I hope all of you had an enjoyable and safe Thanksgiving. No doubt it was difficult for many who were unable to celebrate in typical fashion. This weekend’s program could not be more well-suited to inspiring feelings we crave in the holiday season: boisterous energy, joy, and beauty.  

We begin the evening with Francis Poulenc’s Sinfonietta. This may be one of my most favorite pieces for orchestra that is not part of the standard rep. Now that I think about it, Poulenc may be my favorite mid-20th-century composer! His opera, Dialogues of the Carmelites, is unbelievably beautiful and heart-wrenching. His Organ Concerto – you may remember Cameron Carpenter playing that on our Bryan Concert Organ two years ago – is exhilarating. The Sinfonietta’s first three minutes tell you everything you can expect from this piece, beginning with a light-hearted and energetic spirit that quickly gives way to cinematic melodies you’d swear were straight out of the Golden Age of Hollywood.
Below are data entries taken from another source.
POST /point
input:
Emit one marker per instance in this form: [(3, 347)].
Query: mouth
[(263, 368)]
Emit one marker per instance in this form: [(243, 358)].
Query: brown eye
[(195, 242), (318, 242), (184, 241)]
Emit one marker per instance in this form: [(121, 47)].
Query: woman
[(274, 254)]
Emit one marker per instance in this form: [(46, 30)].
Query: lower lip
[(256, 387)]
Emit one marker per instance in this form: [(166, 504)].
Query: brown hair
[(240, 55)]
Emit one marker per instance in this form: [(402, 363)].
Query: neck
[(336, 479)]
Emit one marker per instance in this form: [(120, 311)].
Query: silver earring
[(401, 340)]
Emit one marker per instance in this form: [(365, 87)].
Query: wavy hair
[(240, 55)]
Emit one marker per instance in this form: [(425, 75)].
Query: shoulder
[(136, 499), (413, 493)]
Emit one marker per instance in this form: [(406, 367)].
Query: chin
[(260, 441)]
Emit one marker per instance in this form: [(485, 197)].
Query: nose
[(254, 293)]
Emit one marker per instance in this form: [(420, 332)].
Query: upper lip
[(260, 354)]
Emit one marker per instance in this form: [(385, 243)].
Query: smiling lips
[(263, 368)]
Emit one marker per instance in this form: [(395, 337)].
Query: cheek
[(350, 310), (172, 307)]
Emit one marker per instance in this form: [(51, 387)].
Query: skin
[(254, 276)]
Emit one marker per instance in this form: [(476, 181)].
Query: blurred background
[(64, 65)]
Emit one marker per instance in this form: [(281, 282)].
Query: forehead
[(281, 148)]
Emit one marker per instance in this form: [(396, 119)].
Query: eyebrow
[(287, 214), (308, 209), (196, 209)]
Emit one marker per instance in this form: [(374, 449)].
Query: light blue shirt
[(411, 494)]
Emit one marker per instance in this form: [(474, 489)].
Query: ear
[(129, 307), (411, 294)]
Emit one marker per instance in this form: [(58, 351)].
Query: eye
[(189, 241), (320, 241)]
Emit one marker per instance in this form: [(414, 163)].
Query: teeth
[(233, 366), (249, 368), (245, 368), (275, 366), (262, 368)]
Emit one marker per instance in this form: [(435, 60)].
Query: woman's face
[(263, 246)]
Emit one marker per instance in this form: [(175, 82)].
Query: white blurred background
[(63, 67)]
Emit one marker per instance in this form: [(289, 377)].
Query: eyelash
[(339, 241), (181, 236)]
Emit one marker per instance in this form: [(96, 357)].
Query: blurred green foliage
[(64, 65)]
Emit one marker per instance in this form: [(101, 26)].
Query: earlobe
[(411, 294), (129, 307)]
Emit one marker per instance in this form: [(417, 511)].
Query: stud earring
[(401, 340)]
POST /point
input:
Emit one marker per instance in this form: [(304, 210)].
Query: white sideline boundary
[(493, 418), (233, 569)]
The very ending is so quirky; it sounds like he was up against a deadline and wrapped it up with a quick flourish, which reminds me of many of the papers I wrote in college.  

After the Poulenc all the winds, brass and percussion exit the stage, leaving only the string section for Tchaikovsky’s Serenade for Strings. We all know Tchaikovsky for his grand, powerful and lush music; the epic opening to his Piano Concerto, Swan LakeThe NutcrackerRomeo and Juliette – all bullseyes with his hallmark traits. So how does this Russian from the Romantic Era possibly pair with the wry, Neoclassical Poulenc? For one, the sweeping melodies of both the Tchaikovsky Serenade and Poulenc Sinfonietta are quite natural bedfellows. Also, in the Serenade’s first movement Tchaikovsky incorporates stylistic elements from one of his great heroes: Mozart (pretty hard to argue with that one). The opening slow section imitates the slow introductions Mozart would often employ before launching into the Allegro (think the overtures from Magic FluteDon Giovanni, and Così fan tutte, and openings to Symphonies 36-39)Then the Allegro portion of the first movement is filled with elegant, buoyant rhythms that resemble a well-oiled engine, and it’s this material that so perfectly complements the spirited joie de vivre of the Neoclassical Sinfonietta.  

There we have it: two pieces from quite different composers bearing strikingly similar characteristics to make a delicious pairing. I hope to see you at the concert Friday or Saturday evening, or tuning in to our livestream on Friday night to experience a program filled with beauty and joy.